The plan is for Neal to tell the business partner that the stock is going to be dumped a week later than it actually is. Peter thinks the whole thing will be most effective if Neal plays each of the business partners against each other, so Neal tells the business partner about the plan. Obviously, he’s not pleased. Neal and Peter didn’t realize just how not pleased he would be, though. He shows up at the “dumped the stock” celebration to confront Avery. This of course leads to both business partners realizing that Neal isn’t who he says he is. By that time Neal is already in the comic book room, where he and Peter suspect Avery’s ledger is kept. Peter sees trouble coming and runs to the comic book room to warn Neal.

The warning comes too late. Peter and Neal are trapped in the comic book room when they set off the fire suppression system to avoid being shot by Avery. Before the party, Neal had been given a mini-breather with five minutes worth of air in case of this type of emergency. They hadn’t anticipated that both he and Peter would be stuck in the vault, though. Attempting to trust Peter again, Neal gives Peter the mini-breather and starts frantically looking for the fire suppression system kill switch. He finds it just before he passes out from lack of oxygen. Peter draws his gun and hits the switch. FBI back-up arrives just in time.

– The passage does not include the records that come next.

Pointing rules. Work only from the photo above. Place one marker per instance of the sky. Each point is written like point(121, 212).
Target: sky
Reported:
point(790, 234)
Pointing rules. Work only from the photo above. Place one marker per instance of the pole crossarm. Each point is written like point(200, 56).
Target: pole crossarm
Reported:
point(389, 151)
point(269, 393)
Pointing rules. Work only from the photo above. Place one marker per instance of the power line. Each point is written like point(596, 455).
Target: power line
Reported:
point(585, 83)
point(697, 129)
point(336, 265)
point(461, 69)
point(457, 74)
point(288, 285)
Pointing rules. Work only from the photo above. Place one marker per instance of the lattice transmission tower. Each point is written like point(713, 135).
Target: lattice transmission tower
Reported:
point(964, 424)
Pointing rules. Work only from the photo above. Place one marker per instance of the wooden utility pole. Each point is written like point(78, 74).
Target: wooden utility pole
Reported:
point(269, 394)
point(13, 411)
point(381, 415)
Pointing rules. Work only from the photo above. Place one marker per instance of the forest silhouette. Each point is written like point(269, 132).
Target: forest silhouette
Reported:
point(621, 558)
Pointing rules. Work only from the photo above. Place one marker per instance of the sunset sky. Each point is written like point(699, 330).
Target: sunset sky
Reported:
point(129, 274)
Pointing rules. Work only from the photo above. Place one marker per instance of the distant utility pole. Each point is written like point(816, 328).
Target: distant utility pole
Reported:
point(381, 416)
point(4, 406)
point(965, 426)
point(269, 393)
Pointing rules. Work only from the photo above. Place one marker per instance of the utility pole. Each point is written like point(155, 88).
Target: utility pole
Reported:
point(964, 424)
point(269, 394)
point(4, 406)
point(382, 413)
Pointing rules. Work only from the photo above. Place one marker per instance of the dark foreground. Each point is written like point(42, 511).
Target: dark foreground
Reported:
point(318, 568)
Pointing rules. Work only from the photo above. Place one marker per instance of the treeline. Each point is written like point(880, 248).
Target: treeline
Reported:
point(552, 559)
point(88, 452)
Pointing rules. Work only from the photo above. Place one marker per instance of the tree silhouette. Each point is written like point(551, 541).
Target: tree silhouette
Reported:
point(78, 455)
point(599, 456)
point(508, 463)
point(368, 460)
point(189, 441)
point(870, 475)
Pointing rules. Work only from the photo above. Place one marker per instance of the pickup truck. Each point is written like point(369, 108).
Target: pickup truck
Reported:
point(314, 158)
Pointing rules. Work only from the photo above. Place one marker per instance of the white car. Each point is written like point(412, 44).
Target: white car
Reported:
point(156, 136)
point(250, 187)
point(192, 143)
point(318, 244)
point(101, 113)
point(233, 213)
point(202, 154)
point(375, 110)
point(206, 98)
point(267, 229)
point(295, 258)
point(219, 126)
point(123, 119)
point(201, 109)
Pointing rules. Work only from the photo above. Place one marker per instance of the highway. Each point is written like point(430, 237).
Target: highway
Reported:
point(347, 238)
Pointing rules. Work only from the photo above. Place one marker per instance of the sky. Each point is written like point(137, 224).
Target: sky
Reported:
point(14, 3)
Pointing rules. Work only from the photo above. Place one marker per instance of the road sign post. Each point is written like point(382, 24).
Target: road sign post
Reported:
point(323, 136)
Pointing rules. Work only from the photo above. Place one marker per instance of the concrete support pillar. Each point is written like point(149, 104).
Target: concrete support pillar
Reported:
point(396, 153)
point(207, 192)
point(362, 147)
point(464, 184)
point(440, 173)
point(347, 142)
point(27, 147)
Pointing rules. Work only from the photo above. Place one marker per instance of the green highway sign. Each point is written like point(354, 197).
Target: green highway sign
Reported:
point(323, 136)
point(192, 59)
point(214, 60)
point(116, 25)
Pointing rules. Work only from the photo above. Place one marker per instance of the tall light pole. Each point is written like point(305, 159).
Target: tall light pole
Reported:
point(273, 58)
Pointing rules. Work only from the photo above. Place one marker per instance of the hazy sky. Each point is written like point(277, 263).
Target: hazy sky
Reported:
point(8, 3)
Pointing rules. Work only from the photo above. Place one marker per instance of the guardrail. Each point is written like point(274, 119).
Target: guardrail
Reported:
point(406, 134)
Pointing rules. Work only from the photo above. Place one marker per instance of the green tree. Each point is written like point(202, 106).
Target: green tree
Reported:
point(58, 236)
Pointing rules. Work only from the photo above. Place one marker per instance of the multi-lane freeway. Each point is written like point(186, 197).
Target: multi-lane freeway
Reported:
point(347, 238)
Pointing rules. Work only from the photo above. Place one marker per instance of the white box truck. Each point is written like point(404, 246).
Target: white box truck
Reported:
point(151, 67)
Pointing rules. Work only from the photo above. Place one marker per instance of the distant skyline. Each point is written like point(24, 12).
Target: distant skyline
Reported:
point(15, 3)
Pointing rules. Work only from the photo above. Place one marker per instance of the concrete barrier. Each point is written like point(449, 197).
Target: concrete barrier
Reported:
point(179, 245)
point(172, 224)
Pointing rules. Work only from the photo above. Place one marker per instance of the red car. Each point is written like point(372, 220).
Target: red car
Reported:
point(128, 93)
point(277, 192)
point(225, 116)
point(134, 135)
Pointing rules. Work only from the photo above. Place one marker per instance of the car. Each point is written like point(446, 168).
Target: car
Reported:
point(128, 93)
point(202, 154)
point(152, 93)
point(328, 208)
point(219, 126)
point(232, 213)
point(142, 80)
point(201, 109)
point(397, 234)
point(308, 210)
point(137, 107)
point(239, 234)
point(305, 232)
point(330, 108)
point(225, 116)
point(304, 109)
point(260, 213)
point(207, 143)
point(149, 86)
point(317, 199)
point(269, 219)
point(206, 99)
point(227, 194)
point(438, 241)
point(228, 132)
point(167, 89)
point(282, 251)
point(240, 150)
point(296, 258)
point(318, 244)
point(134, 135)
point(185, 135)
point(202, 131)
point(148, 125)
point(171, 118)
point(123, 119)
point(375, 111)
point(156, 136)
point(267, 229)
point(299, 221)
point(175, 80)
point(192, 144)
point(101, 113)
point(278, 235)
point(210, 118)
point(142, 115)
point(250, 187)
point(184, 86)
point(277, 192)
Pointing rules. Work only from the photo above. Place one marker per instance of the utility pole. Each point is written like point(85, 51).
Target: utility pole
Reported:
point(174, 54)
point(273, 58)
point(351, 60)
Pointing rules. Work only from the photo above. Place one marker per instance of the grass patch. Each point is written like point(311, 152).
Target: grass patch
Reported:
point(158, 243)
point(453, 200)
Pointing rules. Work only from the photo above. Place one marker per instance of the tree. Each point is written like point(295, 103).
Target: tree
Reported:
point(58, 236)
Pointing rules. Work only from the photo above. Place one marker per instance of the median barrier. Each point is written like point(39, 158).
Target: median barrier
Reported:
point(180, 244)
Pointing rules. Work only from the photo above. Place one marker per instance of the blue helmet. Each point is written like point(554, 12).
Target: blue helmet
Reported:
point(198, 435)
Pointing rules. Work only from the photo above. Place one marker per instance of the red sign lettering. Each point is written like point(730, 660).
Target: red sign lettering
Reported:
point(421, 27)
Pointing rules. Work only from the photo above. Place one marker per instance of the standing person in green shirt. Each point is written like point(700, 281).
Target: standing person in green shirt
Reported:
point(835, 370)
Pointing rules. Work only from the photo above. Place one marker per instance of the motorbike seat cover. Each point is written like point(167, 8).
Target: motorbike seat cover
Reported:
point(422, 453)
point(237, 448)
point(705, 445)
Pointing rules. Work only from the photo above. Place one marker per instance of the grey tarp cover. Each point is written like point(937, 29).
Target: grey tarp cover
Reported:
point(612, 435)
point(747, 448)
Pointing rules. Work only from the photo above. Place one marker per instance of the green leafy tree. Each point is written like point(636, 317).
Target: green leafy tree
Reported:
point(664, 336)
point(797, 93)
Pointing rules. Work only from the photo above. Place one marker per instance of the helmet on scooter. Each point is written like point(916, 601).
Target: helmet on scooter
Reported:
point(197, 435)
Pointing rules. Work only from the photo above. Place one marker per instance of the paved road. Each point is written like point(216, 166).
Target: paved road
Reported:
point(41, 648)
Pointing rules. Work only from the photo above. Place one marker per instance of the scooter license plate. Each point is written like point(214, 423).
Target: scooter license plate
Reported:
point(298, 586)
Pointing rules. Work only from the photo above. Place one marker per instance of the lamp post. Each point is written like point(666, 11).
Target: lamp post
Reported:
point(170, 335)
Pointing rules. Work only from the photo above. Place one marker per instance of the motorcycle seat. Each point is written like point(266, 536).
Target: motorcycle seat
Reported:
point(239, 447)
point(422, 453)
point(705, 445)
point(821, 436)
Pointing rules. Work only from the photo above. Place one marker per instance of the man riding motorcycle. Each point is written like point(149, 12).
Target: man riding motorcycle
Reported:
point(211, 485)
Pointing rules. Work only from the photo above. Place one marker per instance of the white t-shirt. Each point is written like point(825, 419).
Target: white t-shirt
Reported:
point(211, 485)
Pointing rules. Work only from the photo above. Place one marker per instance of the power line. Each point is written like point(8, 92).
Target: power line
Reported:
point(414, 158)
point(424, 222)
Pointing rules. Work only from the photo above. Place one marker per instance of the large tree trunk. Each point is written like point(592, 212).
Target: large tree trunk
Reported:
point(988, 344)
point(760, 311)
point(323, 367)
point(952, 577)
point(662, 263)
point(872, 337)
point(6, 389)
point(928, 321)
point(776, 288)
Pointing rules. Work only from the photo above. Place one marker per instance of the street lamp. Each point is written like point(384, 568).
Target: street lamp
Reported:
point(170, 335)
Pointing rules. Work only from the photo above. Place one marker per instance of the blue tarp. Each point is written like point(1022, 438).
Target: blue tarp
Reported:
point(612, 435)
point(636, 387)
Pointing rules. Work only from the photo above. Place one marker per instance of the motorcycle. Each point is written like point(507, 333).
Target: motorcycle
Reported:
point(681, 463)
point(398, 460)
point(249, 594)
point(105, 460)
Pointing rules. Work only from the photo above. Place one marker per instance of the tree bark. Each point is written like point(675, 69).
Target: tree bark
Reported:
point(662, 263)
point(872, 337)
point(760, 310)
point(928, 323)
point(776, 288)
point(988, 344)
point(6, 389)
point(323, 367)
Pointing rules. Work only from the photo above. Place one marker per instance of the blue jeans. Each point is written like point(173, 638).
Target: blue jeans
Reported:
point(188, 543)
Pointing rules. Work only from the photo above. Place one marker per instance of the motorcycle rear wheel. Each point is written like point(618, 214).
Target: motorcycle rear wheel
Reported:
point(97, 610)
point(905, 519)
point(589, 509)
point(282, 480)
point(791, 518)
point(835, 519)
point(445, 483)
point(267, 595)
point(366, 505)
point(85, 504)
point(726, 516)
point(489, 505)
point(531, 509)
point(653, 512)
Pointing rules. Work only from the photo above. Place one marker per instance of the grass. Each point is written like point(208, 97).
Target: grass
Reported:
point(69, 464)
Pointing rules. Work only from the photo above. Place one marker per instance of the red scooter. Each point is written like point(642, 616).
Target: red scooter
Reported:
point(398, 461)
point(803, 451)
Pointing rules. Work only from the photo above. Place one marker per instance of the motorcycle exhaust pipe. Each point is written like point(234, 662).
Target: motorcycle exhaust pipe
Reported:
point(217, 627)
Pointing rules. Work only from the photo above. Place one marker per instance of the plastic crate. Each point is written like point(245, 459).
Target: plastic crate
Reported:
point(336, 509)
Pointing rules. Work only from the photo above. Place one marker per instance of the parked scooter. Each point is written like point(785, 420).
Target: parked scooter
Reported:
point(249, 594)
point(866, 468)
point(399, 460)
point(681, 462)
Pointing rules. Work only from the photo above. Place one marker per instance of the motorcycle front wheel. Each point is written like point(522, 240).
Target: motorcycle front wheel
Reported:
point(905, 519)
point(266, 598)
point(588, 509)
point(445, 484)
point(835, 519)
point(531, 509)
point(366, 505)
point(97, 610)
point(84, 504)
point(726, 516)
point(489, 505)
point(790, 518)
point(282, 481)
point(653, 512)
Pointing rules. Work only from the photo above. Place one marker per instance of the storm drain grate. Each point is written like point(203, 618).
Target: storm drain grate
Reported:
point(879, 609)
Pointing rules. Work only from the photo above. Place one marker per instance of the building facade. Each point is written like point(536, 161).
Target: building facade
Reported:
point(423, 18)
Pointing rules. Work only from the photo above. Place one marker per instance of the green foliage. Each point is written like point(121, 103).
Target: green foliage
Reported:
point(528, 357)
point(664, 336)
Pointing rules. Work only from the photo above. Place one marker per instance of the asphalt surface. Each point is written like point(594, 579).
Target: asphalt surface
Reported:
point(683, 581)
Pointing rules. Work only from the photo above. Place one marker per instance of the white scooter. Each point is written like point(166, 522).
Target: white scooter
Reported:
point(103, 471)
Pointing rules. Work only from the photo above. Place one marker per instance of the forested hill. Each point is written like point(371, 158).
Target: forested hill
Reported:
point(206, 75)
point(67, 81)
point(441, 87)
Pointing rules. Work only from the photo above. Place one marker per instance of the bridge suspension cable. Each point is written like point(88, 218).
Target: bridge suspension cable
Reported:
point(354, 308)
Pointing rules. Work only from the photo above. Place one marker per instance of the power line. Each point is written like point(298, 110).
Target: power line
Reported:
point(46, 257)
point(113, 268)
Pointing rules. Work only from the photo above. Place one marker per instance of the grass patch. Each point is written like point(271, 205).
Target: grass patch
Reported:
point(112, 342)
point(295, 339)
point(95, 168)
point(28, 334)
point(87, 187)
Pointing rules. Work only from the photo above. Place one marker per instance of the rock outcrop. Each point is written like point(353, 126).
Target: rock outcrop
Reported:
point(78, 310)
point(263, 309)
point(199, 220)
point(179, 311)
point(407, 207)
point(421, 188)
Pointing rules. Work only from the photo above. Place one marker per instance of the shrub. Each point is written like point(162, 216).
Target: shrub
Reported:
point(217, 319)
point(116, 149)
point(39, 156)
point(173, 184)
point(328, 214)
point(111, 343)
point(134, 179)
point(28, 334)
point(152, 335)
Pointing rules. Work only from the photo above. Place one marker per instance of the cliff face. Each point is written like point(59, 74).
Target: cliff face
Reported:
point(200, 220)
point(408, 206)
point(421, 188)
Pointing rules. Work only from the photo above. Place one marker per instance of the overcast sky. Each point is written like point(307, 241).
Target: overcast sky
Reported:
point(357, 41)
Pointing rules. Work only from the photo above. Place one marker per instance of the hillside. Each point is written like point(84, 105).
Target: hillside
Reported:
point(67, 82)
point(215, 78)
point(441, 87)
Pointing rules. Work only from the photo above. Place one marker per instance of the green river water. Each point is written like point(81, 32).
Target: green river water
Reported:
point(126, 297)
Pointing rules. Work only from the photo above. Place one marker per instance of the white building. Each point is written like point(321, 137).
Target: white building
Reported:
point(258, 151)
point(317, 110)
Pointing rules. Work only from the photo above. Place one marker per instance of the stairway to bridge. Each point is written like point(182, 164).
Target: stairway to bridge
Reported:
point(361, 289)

Peter rewards Neal’s show of trust by deciding to reveal the full truth about his meeting with Kate. It turns out that he met with Kate to tell her to stop bothering Neal, not for any nefarious purpose. This was kind of disappointing to me. Now, I didn’t wholeheartedly support going the “Peter is really evil!” route, because that would mess up the extremely fun character interaction between Peter and Neal. I wonder, however, if it was really necessary to go so overboard on the “look how GREAT Peter is” bit. Kate actually told Peter what the Man With the Ring (now pretty positively known to be Fowler) wants. Neal purportedly stole an amber music box back in the day, and that’s Kate’s price. The only problem is, Neal never really actually stole the music box- he just didn’t correct people when they thought he did.